Public Health Campaigns and Education

Awareness is an important tool in preventing chronic alcohol intoxication. Some people are confused about why it’s important to prevent intoxication, while others are unsure about how to do it. Public health education with alcohol poisoning as the subject matter can go a long way toward preventing intoxication.
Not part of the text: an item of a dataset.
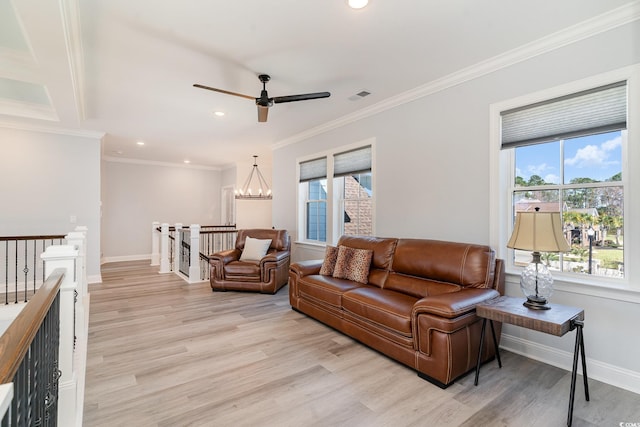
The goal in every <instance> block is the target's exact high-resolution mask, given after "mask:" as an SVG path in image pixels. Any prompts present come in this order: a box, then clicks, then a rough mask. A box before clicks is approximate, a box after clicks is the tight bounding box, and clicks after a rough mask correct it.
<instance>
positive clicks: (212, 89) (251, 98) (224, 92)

Seeking Help for Alcohol Addiction

Just like any other habit, alcohol intake can be addictive. There is a need to seek help from the right set of professionals in order to make remarkable progress. Counseling sessions will definitely help to provide a strategic approach to reducing the incidence of alcohol poisoning. Depending on where you reside, there are specific government agencies that can help with this.

Myths and Misconceptions

There are numerous myths and misconceptions about alcohol poisoning out there. Some of these are due to a lack of awareness and knowledge of how this works. Here are some:

  1. Sleeping it off is safe. This can be dangerous. Choking on vomit is a serious effect of alcohol poisoning due to the inability to control the gag reflex effectively. Sleeping would be worse if it happened.
  2. A cold shower or coffee can wake someone up. This is largely untrue. A shower or cup of coffee does not expedite a person’s sobering process.
  3. Alcohol is not as harmful as other drugs. Alcohol intake over a long period of time can predispose you to some diseases, such as cancer.


Alcohol poisoning is a common phenomenon that has increasingly become popular over the years. Most people end up in the ED due to their own alcohol intoxication, which could have been avoided by them. Individual’s symptoms determine the treatments for alcohol poisoning.

The best approach to alcohol poisoning is prevention. One can still consume alcohol without going through a painful intoxication process. This is possible with proper awareness and education among the masses. There are also dedicated centers with available professionals ready to help in cases of need. Seek help and achieve the goal of beating repeated alcohol intoxication.